Introduction to High Performance Computing (Softwaregrundlagen HPC) - SS 2019
In High Performance Computing we are interested in realizing numerical algorithms in such a way that we get as close as possible to the theoretical peak performance of the underlying hardware. This requires adapting the numerical algorithms. In the usual lectures on numerical analysis or numerical linear algebra this does not get covered.
It turns out the performance only depends on a few elementary linear algebra operations. These operations became known as BLAS (Basic Linear Algebra Subroutines). So obviously an efficient BLAS implementation is crucial for scientific computing and scientific applications. Both, commercial (Intel MKL, AMD ACML, Sun Performance Library, ...) and open source (BLIS, ATLAS, ...) implementations of BLAS are available.
So if a lecture is called High Performance Computing it has to deal with BLAS! One way of dealing with BLAS is merely reading papers and using existing BLAS implementations as black box. But if you really want to understand it you have to implement your own BLAS! We will call this implementation ulmBLAS and it will be on par with commercial implementations.

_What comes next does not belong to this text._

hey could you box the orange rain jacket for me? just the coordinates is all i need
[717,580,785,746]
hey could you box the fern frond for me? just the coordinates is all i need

It is important to know that developing your own ulmBLAS means that you will start with an empty source file. So this is a hands-on class.
- Introduction to the programming languages C, Assembler and Fortran.
- Concepts of compiler and linker.
- Hardware architectures
- Cache-optimization of numerical methods.
- SIMD (Single Instruction Multiple Data) programming with SSE, AVX, AVX2.
- Instruction Pipeline Optimization.